I feel like it's missing some things though:

* Data Entry -- OCR and the like

* Data Retrieval -- Don't search engines still qualify as AI

* Sorting mail?

* Other factory use cases like removing undesirable tomatoes: https://www.youtube.com/watch?v=aYQ_5c6m8Is

* Many others I'm not thinking of...

3 comments

Is OCR that good yet? From what I've seen, it's good if you have uniform text in a single standard-looking font. When layout or font varies widely, or there's extraneous stuff on the page (for instance: headers, footers, page numbers, marginal notes, same-page footnotes, low quality source material with marks on it, or scan artifacts), quality degrades. Good OCR engines I've seen can still OCR all the things and present them in a somewhat readable text format, but general intelligence (human or AGI) allows quick, automatic recognition of different sections of text that a narrow OCR AI struggles with. A human or AGI knows this text and that text are both blockquotes, or marginal notes, and instinctively attaches semantic meaning to each area, font, style, color encountered. An OCR engine struggles to get beyond blocks of text each with their own margins and no semantic meaning attached, leading to markup hell.

To highlight the limitations, look at an OCR'd version of a technical book with code samples and different fonts and styles that have different meanings, and that has both footnotes and endnotes. The text will be readable, but disorganized, probably inconsistent styling, and even if some footnotes and endnotes are linked by a good engine, I suspect that's less than fully reliable. For the purposes of reading the book, I'd rather have the scanned pdf with page images for reading, with the OCR'd text as the text layer for searching.
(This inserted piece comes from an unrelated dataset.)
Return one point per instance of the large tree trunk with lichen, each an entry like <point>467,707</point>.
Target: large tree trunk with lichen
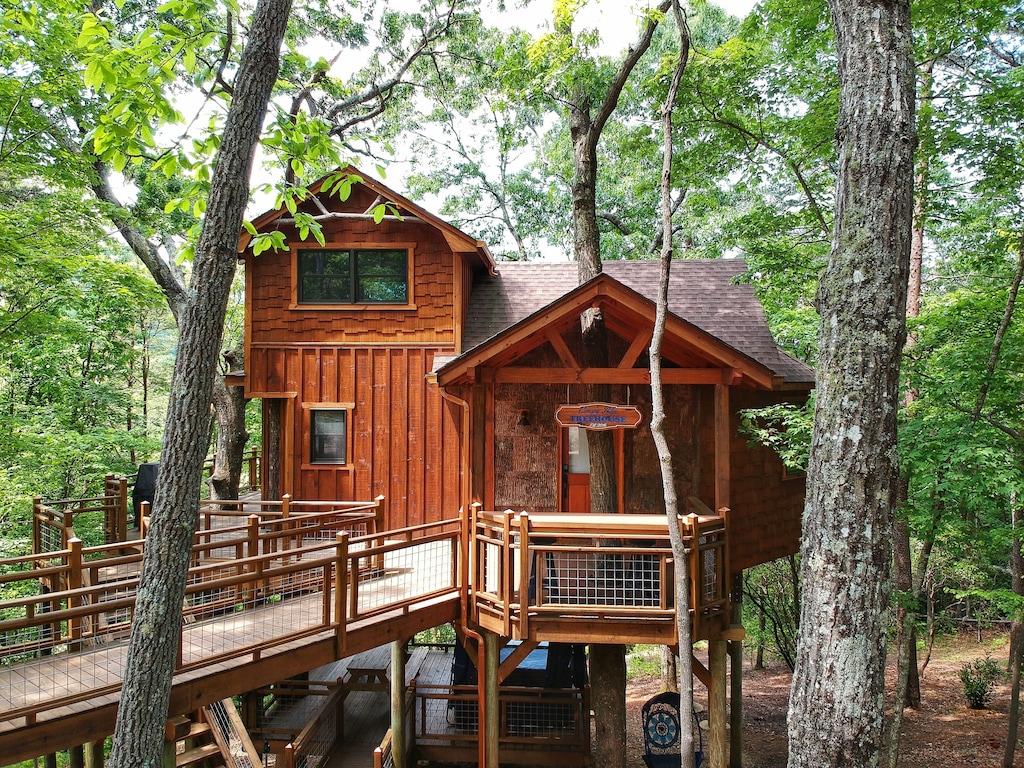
<point>138,736</point>
<point>836,706</point>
Lower-quality source images seem to cause major problems for tesseract, and even ABBYY judging from archive.org text conversions. Those engines confuse more ambiguous letter or punctuation combinations, while humans can still read the images without much trouble.

Thanks! It's definitely a short list at this point. I had a few more items in mind but was too eager to share it. I will add some of your suggestions in the coming days.
I feel that AI can do away with 90% of the KPO industry. Most of that is just grunt work being done by a lowly paid human halfway across the world.